|Advanced Search Site Map|
The Food of CalabriaCalabria is one region in Italy that has remained true to it's roots. Unlike other areas of the country where you come across throngs of tourists, much of Calabria seems to have been ignored by time. Driving along it's rough roads, it is not unusual to come a cross a donkey loaded down with firewood, or a shepherd leading his flock, lazily across a "highway".
In small cities and towns across the region, old men spend hours playing cards at tables in the main piazzas, while grandmothers still dressed in black, sit on their doorstops to gossip with those who pass by. The region's landscape, although very rugged, has something for everyone. Surrounded by water, it has miles of beautiful beaches, and seas that contain almost every kind of fish imaginable. Moving inland towards La Sila Grande, one finds an area unlike any other in Italy. It has snow capped mountains, lively streams and waterfalls, and miles of evergreen forests.
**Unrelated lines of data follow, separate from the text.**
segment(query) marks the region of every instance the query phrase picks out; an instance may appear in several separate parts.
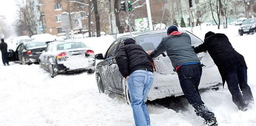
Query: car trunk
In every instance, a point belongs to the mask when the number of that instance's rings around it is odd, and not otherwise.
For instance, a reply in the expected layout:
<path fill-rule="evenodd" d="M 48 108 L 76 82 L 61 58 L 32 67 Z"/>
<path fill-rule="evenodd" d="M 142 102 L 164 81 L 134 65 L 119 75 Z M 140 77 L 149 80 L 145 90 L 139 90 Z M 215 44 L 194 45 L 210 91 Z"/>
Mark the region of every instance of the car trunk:
<path fill-rule="evenodd" d="M 85 69 L 91 66 L 95 60 L 94 55 L 86 56 L 86 50 L 66 52 L 66 56 L 57 60 L 58 64 L 63 64 L 70 70 Z"/>
<path fill-rule="evenodd" d="M 37 48 L 33 48 L 31 49 L 28 49 L 27 50 L 30 50 L 34 55 L 40 55 L 45 49 L 45 47 L 38 47 Z"/>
The food of Calabria, despite the abundance of fresh fish, is primarily a diet of simple fresh pastas, homegrown vegetables cooked in a myriad of ways, and meats, particularly pork. Although pasta is important to all Italians, in Calabria it is treated with an almost reverence. Each city or town has it's own pasta specialties, from chewy fusilli, to various types of lasagne. Calabrians seem to know by instinct, the best sauce to pair with each pasta to create the most delicious dishes. Sauces include many seafood and meats, as well as various vegetables, with tomatoes playing an important role. One rich, baked lasagne, consists of layers of delicate egg noodles blanketing a spicy tomato sauce. Spaghetti alle Vongole, the "white" version of pasta with clams, is also a popular dish commonly found in Calabria. Orecchiette con Cima, a simple pasta made with broccoli rabe, is typical of Calabrian cooking, using just tasty, sautéed greens mixed with pasta.
Polenta is another important staple in the Calabrian diet, often replacing pasta at a meal. Polenta Verde Calabrese, is a wonderful dish served with cheese or sausages.
When it comes to meat, pork is particularly important, with every part of the pig being used. It is turned into sausages, made into hearty pasta sauces, or roasted whole over a spit. Black pepper and peperoncini are widely used as seasonings, explaining why Calabrian food is often described as "spicy". For a great recipe to make Calabrian style sausages, my Homemade Sausage recipe is a good choice. Roast Pork With Fennel, is another typical recipe one might find across Calabria.
The rich abundance of fresh seafood is another advantage to living in Calabria. Calabrians feel simplicity is important when preparing seafood, and often add very little to the dish to prevent masking the delicate flavor of the fish. Fish is often grilled whole as in my Grilled Whole Fish recipe, fried or roasted. Baccala, or dried cod is another important seafood staple that has been around since Roman times, when there was no easy way to transport seafood inland without refrigeration. This recipe for Baccala con Polenta is a great way to try salted cod for the first time. Seafood Salad is a recipe that is popular in Calabria every Christmas Eve, although it would be a nice start to any meal year round.
Since Calabria has a history of being an impoverished region, many poor Italians depended on gardens to help supplement their food source, which led to them having an affinity for preparing vegetables in various, delicious ways. Tomatoes are one of the most popular vegetables grown, and it is indeed now difficult to imagine southern Italian cuisine without the tomato. Tomatoes are in fact a staple, grown throughout the summer, then canned for sauce the rest of the year, or sun-dried and packed in oil. Anyone can prepare tomatoes for canning year round as the Calabrians do, by following the simple instructions in my Canned Tomato Sauce recipe. Despite the importance of the tomato, the eggplant can be considered the queen of Calabrian vegetables. Eggplants are grilled, fried, roasted or stuffed to name just a few methods of preparation. One of my favorite Eggplant recipes, obtained from a Calabrian friend is my recipe for Polpette di Melanzane (Eggplant Croquettes). A great way to preserve eggplant to enjoy it year round is this recipe for Melanzane Marinata (Marinated Eggplant).
Desserts are an indulgence after a full meal, and like most Italians, in Calabria one would most likely be served seasonal fresh fruit rather than a rich dessert. Calabria is famous for both it's citrus fruits, and figs, both fresh and dried. Typically elaborate sweets are saved for holidays and special occasions. Often, a sliver of a rich buttery tart, made with nuts or jam will be enjoyed with mid-afternoon coffee, and cookies, or biscotti are eaten for breakfast. One simple biscotti recipe that would be delicious any time of day is Pignoli Biscotti. Another Calabrian cookie made for holidays throughout the year, is the dense, honey sweet Mostaccioli. At Easter, a traditional sweet bread that is enjoyed is Ciambellone.
Family life in Calabria centers around the dining table, where food is considered more of an expression of love and tradition than it is for simple nourishment. I hope you now have a better understanding of the foods of Calabria, and that you'll try a few of the recipes offered.